When I was in third grade we had a thing going where the guys would "bet" punches on the shoulder or upper arm. We could wager five that such an such would happen or so and so would win, for example. I remember getting hammered pretty good after the November 1952 election which my Democrat forever dad assured me Adlai Stevenson would win. These "slugs" as we called them, also generally accepted as intramural discipline, were not created equal. Some were real wallops. You sure didn't want to lose a bet to, or be punished by Jerry Creek! I always tried to deliver as good as I got (one comment on a report card was "Mike doesn't know his own strength") and hit pretty hard.

This passing frontier justice corporal punishment strategy was coincident with a popular game called "Flip Cup" which employed a wooden ball with a bored hole attached by string to a handle that had a cup at one end and a dowel slightly smaller than the hole in the ball at the other. The object, of course, was to flip the ball on string and catch it in the cup or spear it with the dowel. After a bit of practice we all were good at cupping, but catching on the dowel was much harder. So there was a competition for consecutive catches, and one day I was winning - had seven or something.

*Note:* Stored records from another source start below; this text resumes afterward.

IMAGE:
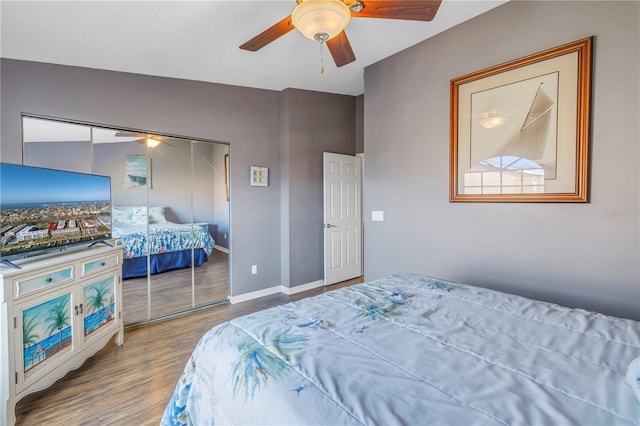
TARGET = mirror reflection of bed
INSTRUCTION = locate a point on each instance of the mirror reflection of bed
(172, 290)
(163, 182)
(166, 251)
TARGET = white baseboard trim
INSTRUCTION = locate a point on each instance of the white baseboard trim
(302, 287)
(255, 294)
(275, 289)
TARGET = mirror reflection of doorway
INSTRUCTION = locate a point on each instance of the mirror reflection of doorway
(170, 199)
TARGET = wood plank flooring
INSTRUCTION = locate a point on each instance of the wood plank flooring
(131, 384)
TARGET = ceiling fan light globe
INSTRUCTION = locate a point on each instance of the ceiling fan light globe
(312, 17)
(152, 142)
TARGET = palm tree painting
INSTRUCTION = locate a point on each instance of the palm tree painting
(99, 301)
(46, 330)
(58, 319)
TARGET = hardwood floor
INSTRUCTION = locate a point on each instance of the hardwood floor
(131, 384)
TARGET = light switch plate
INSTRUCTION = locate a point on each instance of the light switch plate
(377, 216)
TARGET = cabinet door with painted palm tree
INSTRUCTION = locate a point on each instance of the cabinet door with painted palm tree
(45, 331)
(99, 307)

Nancy Pasco didn't want me to succeed so she grabbed the string, to break my string, so to speak. As far as I was concerned she wasn't a girl; she was just a troublemaker who needed to be punished. I figured it was a bout a "four slugger" so that's what she got. After an apalled Denny Morris hit me a few times for not being a gentleman it should have been over, but.....no. Next day Nancy came to school in a dress with no sleeve, showing off a colorful bruise on her trouble making shoulder. Mrs. Blumer, otherwise one of my favorite grade school teachers, noticed, as she was of course intended to, and elicited a whispered "Mike hit me" from a tearful Nancy. Mrs Blumer administered a more traditional penalty for this episode and it didn't go beyond the third grade classroom, but I've never been able to shake the idea that it wasn't justice; it was Women's Lib 101.